Quei Primavera che non sbocciano con la maglia del Toro

Quei Primavera che non sbocciano con la maglia del Toro

Il Granata della Porta Accanto / Barreca ormai al Monaco, Bonifazi “oscurato” dall’arrivo di Izzo: non resta che confidare in Edera

di Alessandro Costantino

 In un calciomercato sconvolto dall’affare Cristiano Ronaldo/Juve, il Torino piazza il suo primo colpo prendendo Izzo dal Genoa per la non proprio modica cifra di 10 milioni di euro. Non sta a me dire se il difensore napoletano vale quella cifra e merita il ragguardevole stipendio di 1,2 milioni di euro a stagione che lo colloca nel lotto dei giocatori più pagati della squadra granata.

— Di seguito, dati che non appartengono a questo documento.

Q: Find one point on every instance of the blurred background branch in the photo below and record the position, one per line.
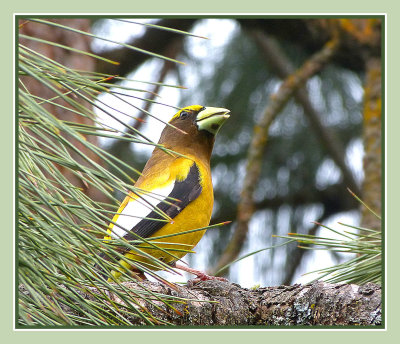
(322, 137)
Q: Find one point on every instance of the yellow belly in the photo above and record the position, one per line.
(196, 215)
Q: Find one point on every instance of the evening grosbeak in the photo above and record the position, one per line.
(176, 193)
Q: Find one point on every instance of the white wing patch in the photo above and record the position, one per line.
(137, 209)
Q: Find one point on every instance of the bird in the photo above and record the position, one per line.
(173, 194)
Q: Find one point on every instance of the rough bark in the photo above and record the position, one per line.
(216, 303)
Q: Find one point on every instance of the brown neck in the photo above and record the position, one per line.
(199, 144)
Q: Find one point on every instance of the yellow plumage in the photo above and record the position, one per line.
(164, 171)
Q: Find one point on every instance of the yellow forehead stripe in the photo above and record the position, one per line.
(195, 108)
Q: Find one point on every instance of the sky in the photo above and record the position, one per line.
(218, 33)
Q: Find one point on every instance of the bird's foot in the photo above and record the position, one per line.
(201, 276)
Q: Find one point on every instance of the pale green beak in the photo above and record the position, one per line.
(211, 119)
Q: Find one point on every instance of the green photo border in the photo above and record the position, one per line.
(166, 336)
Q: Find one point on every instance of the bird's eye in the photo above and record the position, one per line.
(183, 115)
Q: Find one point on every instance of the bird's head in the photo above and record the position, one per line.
(197, 126)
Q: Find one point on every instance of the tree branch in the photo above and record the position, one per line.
(281, 65)
(216, 303)
(258, 143)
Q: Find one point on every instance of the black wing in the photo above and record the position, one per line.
(184, 191)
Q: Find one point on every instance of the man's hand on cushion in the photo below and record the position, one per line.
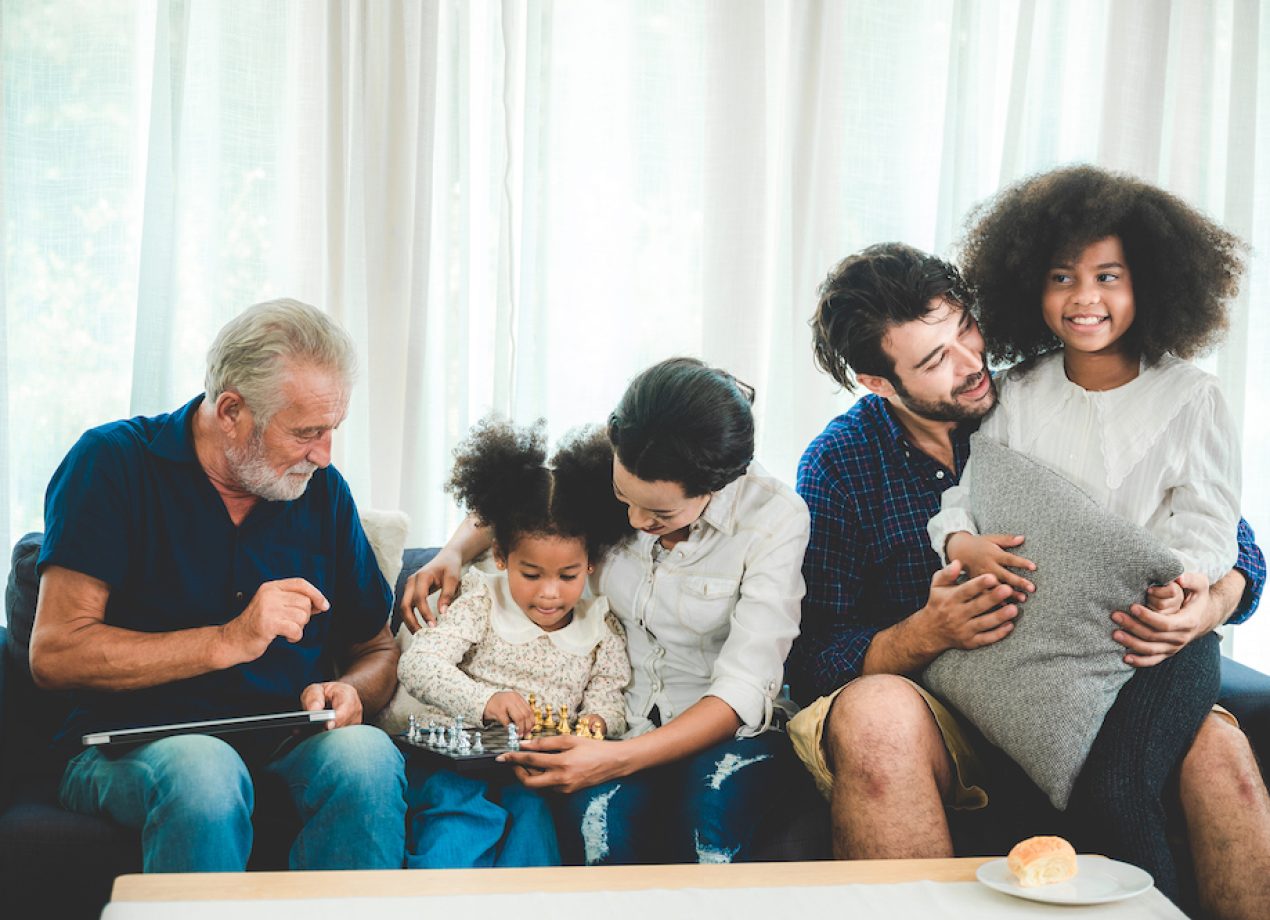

Ciò che invece mi preme fare è inquadrare come si muove il Torino all’ombra del colpo che, se verrà ufficializzato, sancirà la fine di ogni possibile competizione all’interno del nostro campionato di serie A. Ronaldo alla Juve è come far correre il Tour de France a Froome in motorino. Ma è proprio quando la sostenibilità di una equa sfida viene meno che occorrerebbe sapersi distinguere con un atteggiamento alternativo che sappia uscire dagli schemi mainstream dove non c’è possibilità di competere. Cosa fa quindi in questo senso il Torino?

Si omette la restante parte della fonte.